Langsam aber sicher wurde ist dunkler und schlussendlich sah man die Sonne gerade noch so am Horizont. Da wir Sommer hatten, musste es demnach schon halb elf sein. Ich fühlte mich als wären wir eine dieser Banden die nachts am Spielplatz rauchten, soffen, kifften und die Umgebung unsicher machten. Dabei waren wir eigentlich friedlich und ruhig – also sozusagen das Gegenteil davon – aber wir waren immerhin noch Jugendliche und der Spielplatz gehörte uns.
Anna und Jonas hatten sich vor ungefähr fünf Minuten in die andere Ecke des Spielplatzes gesetzt. Nur das Licht einer Straßenlaterne schien sanft auf die beiden. Sie hatten sich heute Nachmittag super verstanden.
Henri und ich saßen somit nebeneinander auf der kniehohen Steinmauer und hatten ihnen den Rücken zugedreht. Ich wusste nicht, worüber ich mit ihm reden sollte. Also blieb ich einfach ruhig. Er drehte kurz einen Kopf zu den anderen beiden um.

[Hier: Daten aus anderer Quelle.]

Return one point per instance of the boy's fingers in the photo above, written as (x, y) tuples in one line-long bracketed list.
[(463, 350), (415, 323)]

»Jetzt müssten nur noch wir rumknutschen und wir hätten Kinoszenario.«
Ich lief rot an. Das war sozusagen genau mein Traum gewesen: er und ich und dieser Spielplatz. Zum Glück war es so dunkel, dass er mein Gesicht nicht sehen konnte, aber mein Schweigen hatte mich verraten.
»Das war ein Scherz.«, fügte er erklärend hinzu.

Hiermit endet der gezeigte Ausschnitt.